In February 1960, as NASA pushed forward with reliability tests on the Mercury capsule, four students from North Carolina Agricultural and Technical, a black college in Greensboro, North Carolina, sat down at the segregated lunch counter in the town’s Woolworth’s and refused to move until they were served. The following day, the “Greensboro Four” had become a group of twenty activists. On the third day, sixty students converged upon the Woolworth’s, and by the fourth, three hundred had joined the demonstration. Participating were students from Bennett College, an all-black women’s college in Greensboro, as well as white students from Guilford College and the Women’s College of the University of North Carolina. Within a week, the protests, inspired by the nonviolent actions of India’s Mahatma Gandhi, spread to other cities in North Carolina, and then crossed the borders into Kentucky, Tennessee, and Virginia. The students started calling their protests “sit-downs” or “sit-ins.” The prison sentences that often attended their activism did nothing to quell their ardor. “Dear Mom and Dad: I am writing this letter tonight from a cell in the Greensboro jail. I was arrested this afternoon when I went into a lily-white lunch room and sat down . . .” wrote a young Portsmouth woman who attended North Carolina A&T. Like a match on dry kindling, the sit-ins set aflame Negroes’ smoldering, long-deferred dream of equality with a speed and intensity that took even the black community by surprise.

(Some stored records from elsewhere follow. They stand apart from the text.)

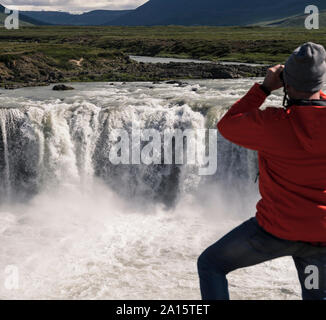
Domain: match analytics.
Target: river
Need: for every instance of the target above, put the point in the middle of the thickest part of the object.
(75, 226)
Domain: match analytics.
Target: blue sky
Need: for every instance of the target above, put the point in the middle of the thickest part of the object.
(72, 5)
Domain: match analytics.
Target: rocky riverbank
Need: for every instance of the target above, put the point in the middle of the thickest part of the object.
(38, 69)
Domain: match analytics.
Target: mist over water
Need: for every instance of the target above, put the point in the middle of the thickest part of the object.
(78, 227)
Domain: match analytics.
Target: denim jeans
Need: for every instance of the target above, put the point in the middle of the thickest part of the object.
(248, 245)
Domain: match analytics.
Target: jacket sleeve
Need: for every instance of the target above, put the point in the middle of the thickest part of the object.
(245, 124)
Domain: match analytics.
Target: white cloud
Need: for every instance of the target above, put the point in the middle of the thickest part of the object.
(72, 5)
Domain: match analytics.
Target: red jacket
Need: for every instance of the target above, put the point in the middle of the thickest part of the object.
(291, 149)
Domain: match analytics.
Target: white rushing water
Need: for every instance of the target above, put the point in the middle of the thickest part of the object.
(75, 226)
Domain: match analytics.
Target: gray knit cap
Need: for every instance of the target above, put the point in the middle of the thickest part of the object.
(305, 70)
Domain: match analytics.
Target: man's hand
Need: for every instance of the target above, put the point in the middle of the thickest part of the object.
(273, 81)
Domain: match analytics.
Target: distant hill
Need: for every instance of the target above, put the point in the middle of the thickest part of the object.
(92, 18)
(213, 12)
(23, 20)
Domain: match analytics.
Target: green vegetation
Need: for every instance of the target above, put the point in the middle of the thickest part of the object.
(42, 51)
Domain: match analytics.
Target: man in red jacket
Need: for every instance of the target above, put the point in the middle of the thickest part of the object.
(291, 144)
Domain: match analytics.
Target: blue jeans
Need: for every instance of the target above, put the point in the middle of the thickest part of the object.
(248, 245)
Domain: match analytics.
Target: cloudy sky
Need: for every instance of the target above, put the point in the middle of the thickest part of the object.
(72, 5)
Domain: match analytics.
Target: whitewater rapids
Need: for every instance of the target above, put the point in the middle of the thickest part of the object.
(76, 227)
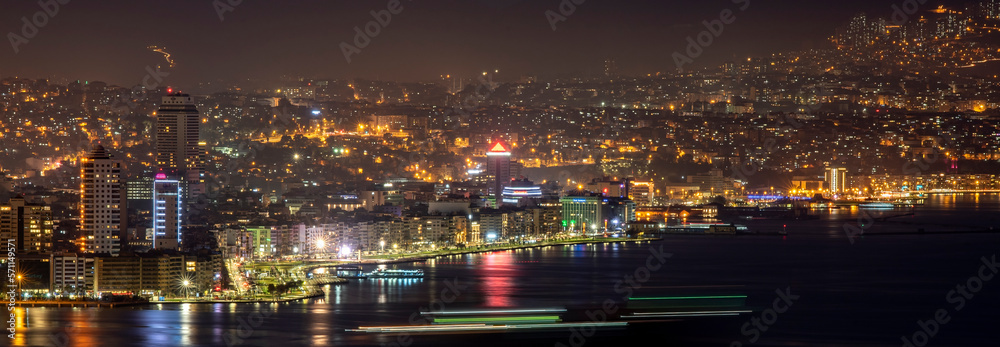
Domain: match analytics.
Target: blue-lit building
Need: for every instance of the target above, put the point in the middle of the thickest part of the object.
(582, 213)
(167, 194)
(521, 193)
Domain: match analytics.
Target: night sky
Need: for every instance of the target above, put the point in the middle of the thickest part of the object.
(262, 40)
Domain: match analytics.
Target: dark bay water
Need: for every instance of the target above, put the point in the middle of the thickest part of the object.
(867, 293)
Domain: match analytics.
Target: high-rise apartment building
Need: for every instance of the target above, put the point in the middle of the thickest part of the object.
(29, 225)
(166, 212)
(102, 211)
(836, 179)
(498, 169)
(179, 149)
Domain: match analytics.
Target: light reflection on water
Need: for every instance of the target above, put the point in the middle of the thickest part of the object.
(881, 285)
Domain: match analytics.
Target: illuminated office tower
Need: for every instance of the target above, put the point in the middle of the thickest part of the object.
(166, 212)
(179, 149)
(498, 169)
(102, 216)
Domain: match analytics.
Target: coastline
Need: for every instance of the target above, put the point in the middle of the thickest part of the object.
(423, 256)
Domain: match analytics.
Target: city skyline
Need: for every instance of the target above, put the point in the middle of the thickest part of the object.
(488, 172)
(641, 42)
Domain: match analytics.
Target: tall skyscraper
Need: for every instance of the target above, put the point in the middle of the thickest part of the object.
(102, 217)
(179, 150)
(497, 169)
(836, 179)
(29, 225)
(166, 212)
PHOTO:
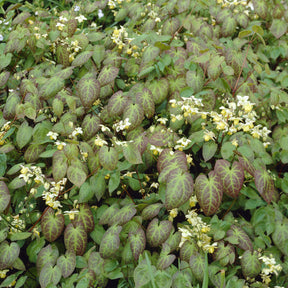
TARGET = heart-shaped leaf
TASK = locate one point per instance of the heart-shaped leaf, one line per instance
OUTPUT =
(67, 263)
(264, 184)
(232, 178)
(209, 192)
(8, 254)
(4, 196)
(250, 264)
(108, 157)
(75, 238)
(137, 241)
(157, 233)
(52, 224)
(110, 242)
(179, 188)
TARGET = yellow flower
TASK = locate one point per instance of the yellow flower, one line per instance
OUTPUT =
(3, 273)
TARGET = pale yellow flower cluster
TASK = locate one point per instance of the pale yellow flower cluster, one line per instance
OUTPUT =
(198, 231)
(121, 39)
(270, 268)
(234, 117)
(4, 129)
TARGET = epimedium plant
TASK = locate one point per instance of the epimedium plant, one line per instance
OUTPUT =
(144, 144)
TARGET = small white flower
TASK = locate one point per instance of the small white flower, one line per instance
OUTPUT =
(81, 18)
(100, 14)
(77, 8)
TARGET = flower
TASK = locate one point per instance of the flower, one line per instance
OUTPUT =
(3, 273)
(80, 18)
(209, 135)
(60, 145)
(77, 8)
(99, 141)
(100, 14)
(52, 135)
(71, 214)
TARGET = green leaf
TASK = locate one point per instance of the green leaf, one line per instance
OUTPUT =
(209, 192)
(98, 185)
(142, 274)
(250, 263)
(89, 91)
(179, 188)
(51, 87)
(52, 224)
(4, 76)
(209, 150)
(107, 75)
(278, 28)
(137, 242)
(108, 157)
(244, 33)
(132, 154)
(67, 263)
(157, 233)
(264, 184)
(24, 134)
(116, 104)
(59, 165)
(197, 264)
(85, 216)
(76, 174)
(85, 192)
(49, 274)
(237, 236)
(20, 236)
(8, 254)
(82, 58)
(114, 181)
(232, 178)
(75, 238)
(110, 242)
(280, 235)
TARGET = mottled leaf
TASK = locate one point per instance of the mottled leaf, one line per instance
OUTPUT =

Hampton Institute was the first school outside of North Carolina to organize a sit-in. On the campus, many students had come into contact with one of the early icons of a mobilization that seemed to be gaining national momentum. Five years earlier, Rosa Parks, the Montgomery, Alabama, seamstress and NAACP member, refused to yield her seat on a city bus to a white man, galvanizing the bus boycott led by Martin Luther King Jr. and Ralph Abernathy. A ferocious backlash against Parks ensued: she received death threats, and both she and her husband, Raymond, were blacklisted from employment in Montgomery. The president of Hampton Institute reached out to Parks, offering her a job as a hostess at the university’s faculty dining room, the Holly Tree Inn. Parks accepted, arriving on campus in 1957 and working at the restaurant into 1958.

When the sit-ins came to Hampton, Christine Darden was an eighteen-year-old Hampton Institute junior carrying a double course load. Her father had insisted that she earn a teaching certificate as a backup plan for her pursuit of a career in the sciences. Christine found herself captivated by the incipient activist movement, and despite carrying a full semester of courses in math and physics and extra classes in teacher education, she found time to join the protests, which eventually swelled into marches of more than seven hundred. Students walked across the Queen Street Bridge to downtown Hampton and converged on the lunch counters at Woolworth’s and Wornom’s, the local drug store. They quietly occupied the stores, some sitting at tables reading and working on homework assignments, until the owners shut down their establishments in the middle of the afternoon. The next month, five hundred students staged a peaceful protest through downtown Hampton. An outspoken group of thirteen movement leaders held a press conference with local newspapers. “We want to be treated as American citizens,” they told the reporters. “If this means integration in all areas of life, then that is what we want.”

Christine also decided to join the voter registration drives organized at Hampton, walking door-to-door in black neighborhoods along Hampton’s Shell Road and Rip Rap Road, imploring black voters to register in time to make their voices heard in the November 1960 presidential showdown between the Republican, Vice President Richard Nixon, and the Democrat, Senator John F. Kennedy of Massachusetts.